Qui a lu Angot connaît à fond ce père vicieux. Avec L’inceste (Stock, 1999) et Une semaine de vacances (Flammarion, 2012), terribles descriptions, réquisitoires amoureux et toxiques, elle a montré l’hallucination vécue, la prison du sexe paternel, le consentement de l’adolescente, l’abus.

Il a refusé la vie commune, le mariage avec Rachel Schwartz, qui est juive, pour vivre une vie professionnelle enviable, se marier et élever un fils. En secret, il initie sa fille aux plaisirs pervers, tout en la séduisant par son goût des langues, qu’elle partage. Le piège s’est refermé. La mère, que le lecteur trouvera irresponsable, n’y voit goutte. Sa fidélité fantasmatique lui évite la réalité, qu’elle doit un jour affronter. Ce n’est pas un roman, mais un propos de littérature.

Plus que l’amour

Cet « amour impossible » est donc réinvesti de manière à mettre plus que jamais le lecteur de son côté. Le talent d’Angot est un cri froid, construit, lutte pour la conscience de Christine engagée en écriture. Sans concession, précis et halluciné, ce récit d’initiation part d’une enfant à qui on n’a pas permis de grandir, la jetant dans une situation d’indifférence cruelle à ses besoins et à son âge.

L’au-delà de cet amour impossible se nomme trauma. Bouleversante, drôle quand elle évoque l’épouse de son père, cette narratrice, dédoublée d’un livre à l’autre, sans récit scabreux cette fois, se concentre sur le rôle maternel, faussement maternant, complice d’un crime fait à la jeunesse de Christine par folie, par omission et évitement.

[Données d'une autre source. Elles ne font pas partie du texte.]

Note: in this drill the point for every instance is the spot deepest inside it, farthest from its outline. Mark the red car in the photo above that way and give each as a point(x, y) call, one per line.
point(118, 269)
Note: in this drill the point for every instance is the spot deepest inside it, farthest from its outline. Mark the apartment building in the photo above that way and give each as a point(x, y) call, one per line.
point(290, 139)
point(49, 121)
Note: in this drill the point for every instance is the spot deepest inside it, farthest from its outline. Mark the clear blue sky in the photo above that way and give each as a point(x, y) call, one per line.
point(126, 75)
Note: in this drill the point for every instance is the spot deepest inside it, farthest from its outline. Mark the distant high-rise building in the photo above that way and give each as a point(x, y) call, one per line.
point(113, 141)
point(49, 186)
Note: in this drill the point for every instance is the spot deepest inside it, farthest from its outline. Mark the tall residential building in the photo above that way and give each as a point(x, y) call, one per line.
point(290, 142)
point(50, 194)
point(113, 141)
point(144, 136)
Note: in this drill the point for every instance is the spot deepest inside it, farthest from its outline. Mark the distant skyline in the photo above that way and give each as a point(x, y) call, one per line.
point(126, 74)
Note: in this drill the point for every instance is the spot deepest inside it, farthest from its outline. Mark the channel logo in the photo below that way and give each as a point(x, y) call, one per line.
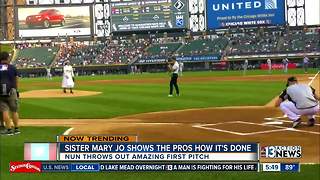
point(271, 4)
point(281, 152)
point(25, 167)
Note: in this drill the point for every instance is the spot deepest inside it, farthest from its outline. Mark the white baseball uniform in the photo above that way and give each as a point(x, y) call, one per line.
point(301, 101)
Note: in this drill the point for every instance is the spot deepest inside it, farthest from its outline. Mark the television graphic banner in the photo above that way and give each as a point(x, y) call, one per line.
point(54, 21)
point(233, 13)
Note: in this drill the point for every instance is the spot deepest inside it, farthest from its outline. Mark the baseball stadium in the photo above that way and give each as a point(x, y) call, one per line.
point(163, 71)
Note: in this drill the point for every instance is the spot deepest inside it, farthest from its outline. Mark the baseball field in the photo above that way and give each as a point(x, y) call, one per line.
point(213, 107)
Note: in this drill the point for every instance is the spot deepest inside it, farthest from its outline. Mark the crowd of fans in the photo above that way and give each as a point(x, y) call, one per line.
point(126, 50)
point(29, 63)
point(111, 52)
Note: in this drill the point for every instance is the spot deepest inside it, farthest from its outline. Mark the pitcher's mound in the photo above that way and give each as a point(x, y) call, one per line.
point(56, 93)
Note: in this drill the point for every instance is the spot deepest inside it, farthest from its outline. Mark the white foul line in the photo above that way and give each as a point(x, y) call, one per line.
point(67, 132)
point(280, 128)
point(279, 120)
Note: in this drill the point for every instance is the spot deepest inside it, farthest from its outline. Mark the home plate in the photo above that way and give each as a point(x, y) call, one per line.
point(273, 123)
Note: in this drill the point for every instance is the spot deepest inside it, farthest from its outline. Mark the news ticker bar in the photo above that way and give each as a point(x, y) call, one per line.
point(280, 167)
point(42, 167)
point(141, 151)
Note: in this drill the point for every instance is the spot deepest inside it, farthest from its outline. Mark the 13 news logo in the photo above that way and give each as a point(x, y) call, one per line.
point(281, 152)
point(25, 167)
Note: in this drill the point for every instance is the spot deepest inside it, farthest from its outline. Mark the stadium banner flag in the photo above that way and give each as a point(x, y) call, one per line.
point(237, 13)
point(25, 167)
point(158, 152)
point(199, 58)
point(96, 138)
point(40, 151)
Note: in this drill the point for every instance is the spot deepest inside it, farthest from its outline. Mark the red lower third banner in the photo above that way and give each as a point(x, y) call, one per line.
point(278, 66)
point(25, 167)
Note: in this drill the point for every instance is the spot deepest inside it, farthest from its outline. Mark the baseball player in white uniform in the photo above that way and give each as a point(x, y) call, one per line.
point(68, 78)
point(269, 65)
point(285, 63)
point(49, 75)
point(301, 100)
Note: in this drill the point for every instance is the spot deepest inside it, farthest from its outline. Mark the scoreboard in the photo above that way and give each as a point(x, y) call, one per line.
point(109, 153)
point(137, 15)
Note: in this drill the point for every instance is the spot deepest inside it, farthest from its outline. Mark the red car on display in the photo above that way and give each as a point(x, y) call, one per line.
point(46, 18)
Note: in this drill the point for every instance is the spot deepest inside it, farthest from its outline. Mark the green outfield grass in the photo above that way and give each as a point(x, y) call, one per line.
point(12, 150)
point(125, 99)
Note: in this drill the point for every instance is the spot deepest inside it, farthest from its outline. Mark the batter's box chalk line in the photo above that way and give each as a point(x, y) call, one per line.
point(205, 126)
point(284, 121)
point(278, 128)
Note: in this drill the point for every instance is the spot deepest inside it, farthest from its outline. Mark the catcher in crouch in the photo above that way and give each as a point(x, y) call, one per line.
point(302, 100)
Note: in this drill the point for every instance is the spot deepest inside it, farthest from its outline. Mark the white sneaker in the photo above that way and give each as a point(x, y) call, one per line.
point(296, 123)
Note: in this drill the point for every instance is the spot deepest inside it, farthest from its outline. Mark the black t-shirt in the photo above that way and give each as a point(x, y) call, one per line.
point(8, 74)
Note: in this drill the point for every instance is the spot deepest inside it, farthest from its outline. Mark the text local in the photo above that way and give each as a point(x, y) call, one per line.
point(163, 148)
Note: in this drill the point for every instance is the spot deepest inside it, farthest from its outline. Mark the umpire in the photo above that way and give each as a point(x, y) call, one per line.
point(8, 95)
point(173, 67)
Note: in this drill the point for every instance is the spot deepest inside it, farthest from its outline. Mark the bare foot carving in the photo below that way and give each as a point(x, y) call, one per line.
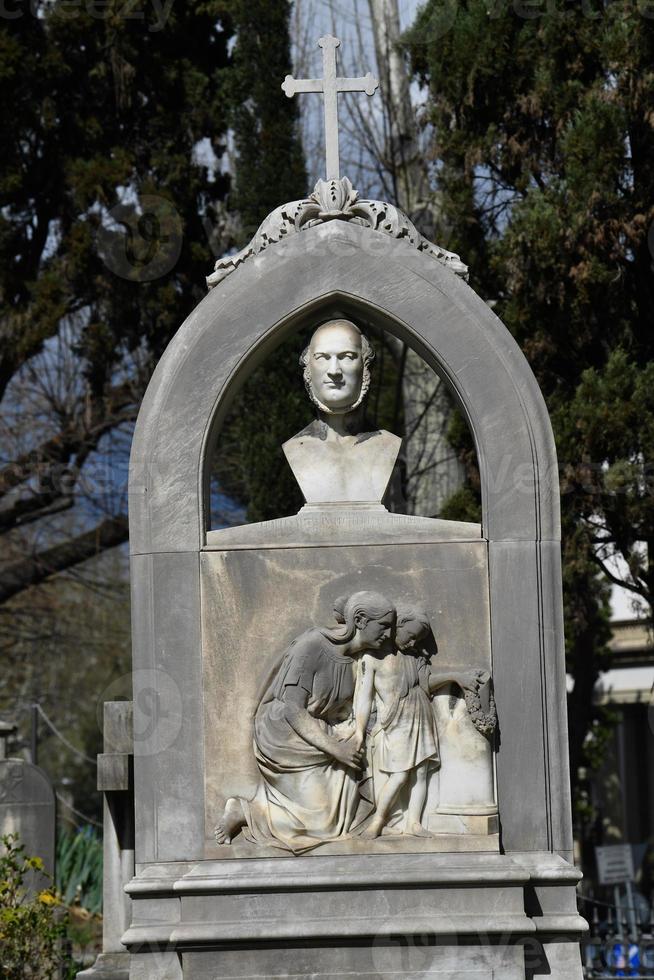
point(416, 829)
point(230, 823)
point(373, 830)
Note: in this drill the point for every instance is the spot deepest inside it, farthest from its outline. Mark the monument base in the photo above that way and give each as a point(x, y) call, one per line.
point(473, 916)
point(108, 966)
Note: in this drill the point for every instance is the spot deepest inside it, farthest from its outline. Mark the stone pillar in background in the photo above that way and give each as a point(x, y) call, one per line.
point(27, 806)
point(115, 780)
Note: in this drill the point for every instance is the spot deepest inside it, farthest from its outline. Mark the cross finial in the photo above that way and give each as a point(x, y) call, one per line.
point(329, 86)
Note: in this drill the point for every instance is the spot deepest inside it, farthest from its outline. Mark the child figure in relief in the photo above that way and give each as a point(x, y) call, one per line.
point(405, 737)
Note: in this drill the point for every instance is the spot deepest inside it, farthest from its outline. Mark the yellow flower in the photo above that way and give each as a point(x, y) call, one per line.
point(47, 898)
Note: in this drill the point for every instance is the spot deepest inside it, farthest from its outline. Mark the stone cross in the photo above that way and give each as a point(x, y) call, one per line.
point(329, 86)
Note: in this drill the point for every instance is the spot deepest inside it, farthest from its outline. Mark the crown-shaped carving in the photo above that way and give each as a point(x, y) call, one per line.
point(334, 200)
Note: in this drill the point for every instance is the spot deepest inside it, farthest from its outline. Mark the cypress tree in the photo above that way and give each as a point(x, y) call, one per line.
point(543, 134)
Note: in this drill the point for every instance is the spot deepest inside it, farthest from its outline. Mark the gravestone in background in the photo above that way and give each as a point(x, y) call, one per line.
point(358, 762)
point(27, 807)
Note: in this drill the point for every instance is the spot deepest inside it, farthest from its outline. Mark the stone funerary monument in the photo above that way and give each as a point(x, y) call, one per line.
point(359, 767)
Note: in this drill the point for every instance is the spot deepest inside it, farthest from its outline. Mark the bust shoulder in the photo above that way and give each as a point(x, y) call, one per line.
point(353, 469)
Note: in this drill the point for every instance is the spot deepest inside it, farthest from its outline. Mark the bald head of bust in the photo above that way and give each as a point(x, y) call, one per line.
point(336, 367)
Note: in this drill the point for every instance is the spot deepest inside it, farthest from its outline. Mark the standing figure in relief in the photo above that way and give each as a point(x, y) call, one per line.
point(304, 737)
point(406, 742)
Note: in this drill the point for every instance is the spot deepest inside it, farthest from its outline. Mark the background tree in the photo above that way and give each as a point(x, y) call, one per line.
point(543, 135)
point(114, 193)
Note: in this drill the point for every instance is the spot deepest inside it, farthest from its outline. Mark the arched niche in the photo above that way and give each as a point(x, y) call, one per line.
point(339, 267)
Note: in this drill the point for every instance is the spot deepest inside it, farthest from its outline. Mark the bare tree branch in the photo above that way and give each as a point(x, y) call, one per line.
point(25, 572)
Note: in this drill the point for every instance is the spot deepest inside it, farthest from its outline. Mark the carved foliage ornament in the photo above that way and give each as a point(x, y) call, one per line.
point(330, 200)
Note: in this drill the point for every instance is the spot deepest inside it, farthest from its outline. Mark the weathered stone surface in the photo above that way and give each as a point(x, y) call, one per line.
point(256, 916)
point(27, 808)
point(115, 780)
point(241, 592)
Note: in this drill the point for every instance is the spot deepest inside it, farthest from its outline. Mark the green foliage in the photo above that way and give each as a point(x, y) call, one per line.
point(79, 868)
point(105, 105)
point(270, 163)
point(543, 131)
point(32, 926)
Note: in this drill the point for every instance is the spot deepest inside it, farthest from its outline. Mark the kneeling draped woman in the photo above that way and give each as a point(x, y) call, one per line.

C’est brillant. Angot raconte la rupture de confiance face à cette mère toute-puissante dans sa maternité. Cet homme, l’adolescente le connaît, il règne sur un château de cartes. Mais il faudra que toutes les pièces soient à terre pour faire éclater les mensonges. Sans juger, l’écrivaine trouve les mots d’une femme devant rompre avec sa famille : l’adulte n’est plus complice du passé.

Enfance revisitée

 

L’amour maternel est-il coupable ? Constant, frappé de remords inextinguibles, il affronte l’amour impitoyable de la fille. Cet attachement aux ruines est un des plus beaux objets du roman. Il faut des mots pour mettre la honte de soi à nu, les obsessions comme elles sont, sous le voile de l’intimité et de la vie privée. De la famille.

La morale d’Angot valide l’amour détruit et l’impossible renoncement. Qu’y a-t-il à sauver du naufrage des sentiments que la perversion sexuelle a noyés ? En défaisant le noeud gordien, il demeure l’amour infime et ses traces, un rythme, un souffle, la vie affective turbulente.

La fin du livre rebondit en sociologie sur la place des femmes. Cette prison ultime s’avère être une gare : une voie de sortie. Dans cette analyse, adressée à la mère, il y a le regard de tout être qui a été abaissé et humilié. Victime ? Pas vraiment, car cette proie, jadis piégée, se libère.

Des sentiments très anciens, qu’on croyait perdus, qui dataient de sa jeunesse à elle et à moi de mon enfance, ont commencé à réapparaître. On ne s’y attendait pas. On ne les espérait plus.